The arctic air began making its way south Tuesday night when temperatures dropped into the upper 30s by the coast and mid-30s inland. And things will cool down even more.
The coldest will be tonight when the mercury dips to about 33 near the coast and in the upper 20s inland.
“It’s going to be pretty cold,” said meteorologist Logan Johnson.
Wednesday’s highs are expected to be in the mid-50s by the coast and upper 50s inland. Come Thursday, temperatures will barely warm up with only a degree or two difference from where they were the day before, Johnson said.
These cooler temperatures may not be the best news for consumers, warns Ralph Garrison, president of the Manatee County Farm Bureau.
“In the whole state of Florida, the vegetables are gone,” he said. “So what you’re going to see is much higher prices at the store.”
Florida usually feeds most of the Eastern seaboard this time of year, Garrison said.
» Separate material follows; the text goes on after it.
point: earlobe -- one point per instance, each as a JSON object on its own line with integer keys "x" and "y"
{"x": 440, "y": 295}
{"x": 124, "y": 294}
But the recent cold snaps have done significant damage to tomatoes, beans and cucumbers to the point where they are “all gone.”
Garrison said most of the produce will now be coming from Central and South America until a new harvest is grown.
“Rinse thoroughly before you cook,” Garrison said. “It’ll be six to eight weeks until you find product from the U.S.”
By Friday, most of the cold snap should have passed through when the highs will be in the mid- to lower 60s throughout Manatee County, with lows in the mid- to upper 40s.
“By Saturday we’ll be back to the 70s and a low in the mid- to upper 40s,” Johnson said.
And while some produce took a bigger hit than others this year, it’s not all a loss, Garrison said. Greens such as certain lettuces, broccoli and cabbage have held up fairly well with the cold, along with most citrus fruits.
Since the first cold snap at the start of December until Dec. 31, the state lost $370 million in direct or indirect and induced losses; about 5,250 people have lost their jobs or had their work interrupted; and the state has taken a $21 million loss in taxes to local governments, according to Sterling Ivey, spokesperson for the Department of Agriculture and Consumer Services.
Gov. Rick Scott has extended a state of emergency and directed the state Department of Transportation to relax the weight, height, length and width restrictions for commercial vehicles transporting crops to processing sites.
Battling the cold snaps, Garrison said, proves it takes one key thing to be a farmer these days: “It takes guts, you never know what will happen.”